Statuspage emits one of four indicator levels:
none— no active issues.minor— one component degraded.major— meaningful user impact on at least one surface.critical— broad, severe impact.
We treat only none as
"All Systems Operational." Anything else flips the banner red. We do this because users overwhelmingly tell us they
want a binary signal at the top of the page — when the banner is green, they assume nothing is going on, full stop.
Showing yellow for "minor" turned out to confuse more people than it helped.
The trade-off: a single degraded component (say, Claude for Government during a regional cloud incident) will turn the banner red even if your specific surface — claude.ai or the API — is fine. The component grid below the banner shows exactly which surface is affected, and that is where you should look during a yellow-zone event.
2. Component status mapping
Statuspage tracks five Claude components, each with one of four status values. We map them down to three buckets for the UI:
| Statuspage value | Our bucket | UI color |
|---|---|---|
| operational | operational | green |
| degraded_performance | degraded | amber |
| partial_outage | outage | red |
| major_outage | outage | red |
Both partial_outage and
major_outage roll up into the
same red "outage" bucket because in practice users can not act on the distinction during the incident — both mean
"do not rely on this surface right now."
3. 30-day uptime calculation
Every component has a 30-bar strip showing the last 30 days of uptime. The percentage shown next to each component ("99.86% uptime over 30 days") is the average of those 30 day-level uptime values, not a single weighted-by-seconds number across the month. This matches how most engineering teams talk about uptime informally.

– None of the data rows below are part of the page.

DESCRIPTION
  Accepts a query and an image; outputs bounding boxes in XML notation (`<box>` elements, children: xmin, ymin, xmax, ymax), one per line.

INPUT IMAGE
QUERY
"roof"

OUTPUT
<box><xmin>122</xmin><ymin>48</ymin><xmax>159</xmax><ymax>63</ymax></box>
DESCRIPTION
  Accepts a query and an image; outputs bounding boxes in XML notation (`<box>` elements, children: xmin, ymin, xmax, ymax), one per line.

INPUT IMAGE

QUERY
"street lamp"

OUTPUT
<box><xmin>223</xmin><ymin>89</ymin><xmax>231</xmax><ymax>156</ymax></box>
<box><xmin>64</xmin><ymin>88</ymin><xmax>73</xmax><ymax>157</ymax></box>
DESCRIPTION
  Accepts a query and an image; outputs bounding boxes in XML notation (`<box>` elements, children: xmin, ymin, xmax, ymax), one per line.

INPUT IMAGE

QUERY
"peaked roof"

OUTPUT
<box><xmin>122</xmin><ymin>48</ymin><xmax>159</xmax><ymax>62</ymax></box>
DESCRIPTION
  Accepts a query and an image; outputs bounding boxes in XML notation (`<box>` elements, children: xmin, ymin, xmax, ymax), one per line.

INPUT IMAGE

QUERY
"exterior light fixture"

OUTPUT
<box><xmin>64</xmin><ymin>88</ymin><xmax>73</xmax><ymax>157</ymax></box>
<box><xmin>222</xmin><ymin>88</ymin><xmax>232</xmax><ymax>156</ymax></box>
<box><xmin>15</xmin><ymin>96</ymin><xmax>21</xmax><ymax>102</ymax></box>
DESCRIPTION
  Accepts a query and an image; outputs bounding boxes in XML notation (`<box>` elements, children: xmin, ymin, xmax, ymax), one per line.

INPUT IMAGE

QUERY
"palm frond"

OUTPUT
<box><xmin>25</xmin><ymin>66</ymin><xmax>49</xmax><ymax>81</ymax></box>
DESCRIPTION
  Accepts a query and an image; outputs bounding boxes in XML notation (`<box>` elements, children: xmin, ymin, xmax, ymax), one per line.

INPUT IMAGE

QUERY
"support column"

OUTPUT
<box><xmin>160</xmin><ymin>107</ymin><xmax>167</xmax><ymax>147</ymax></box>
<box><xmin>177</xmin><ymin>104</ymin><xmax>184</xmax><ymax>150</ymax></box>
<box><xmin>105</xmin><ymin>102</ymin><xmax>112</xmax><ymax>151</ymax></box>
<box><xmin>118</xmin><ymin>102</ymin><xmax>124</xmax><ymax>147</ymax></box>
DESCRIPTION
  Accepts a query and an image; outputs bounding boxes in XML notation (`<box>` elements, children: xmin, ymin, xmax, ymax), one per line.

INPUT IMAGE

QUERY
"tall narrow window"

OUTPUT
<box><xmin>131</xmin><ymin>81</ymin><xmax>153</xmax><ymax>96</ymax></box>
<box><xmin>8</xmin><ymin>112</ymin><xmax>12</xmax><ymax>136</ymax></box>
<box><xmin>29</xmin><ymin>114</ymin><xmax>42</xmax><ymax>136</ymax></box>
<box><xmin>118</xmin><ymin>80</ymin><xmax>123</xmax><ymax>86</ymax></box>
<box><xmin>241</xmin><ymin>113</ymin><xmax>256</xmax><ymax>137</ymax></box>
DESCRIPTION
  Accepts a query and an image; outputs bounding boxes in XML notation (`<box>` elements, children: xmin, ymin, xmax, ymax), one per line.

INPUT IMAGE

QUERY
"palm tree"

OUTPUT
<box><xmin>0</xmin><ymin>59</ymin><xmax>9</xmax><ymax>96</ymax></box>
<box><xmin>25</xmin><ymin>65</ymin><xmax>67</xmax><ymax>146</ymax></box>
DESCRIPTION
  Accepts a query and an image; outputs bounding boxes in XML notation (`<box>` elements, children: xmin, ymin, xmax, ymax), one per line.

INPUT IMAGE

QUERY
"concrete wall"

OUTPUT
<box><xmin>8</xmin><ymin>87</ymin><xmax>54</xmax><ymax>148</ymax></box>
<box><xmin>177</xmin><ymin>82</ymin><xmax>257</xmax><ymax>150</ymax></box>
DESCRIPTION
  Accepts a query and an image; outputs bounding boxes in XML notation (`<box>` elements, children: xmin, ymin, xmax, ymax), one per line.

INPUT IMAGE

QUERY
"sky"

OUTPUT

For each of the last 30 days, the day-level uptime number is calculated as:
uptime_for_day = 1 − (downtime_seconds / day_seconds) with the following rules:
-
We pull every incident from the Statuspage feed where the affected components include this one.
For each incident, we compute the overlap between the incident's
created_at/resolved_atwindow and the day's UTC midnight-to-midnight window. Unresolved incidents extend to now. -
Incidents with impact
criticalormajorcount as outage seconds. Incidents with impactminorcount as degraded seconds. Both reduce uptime, but only outage minutes change the day's color. - Overlapping incidents are merged before being summed, so two simultaneous incidents on the same component do not double-count downtime. (This matters during cascading incidents where Anthropic posts a parent incident plus a child incident covering the same window.)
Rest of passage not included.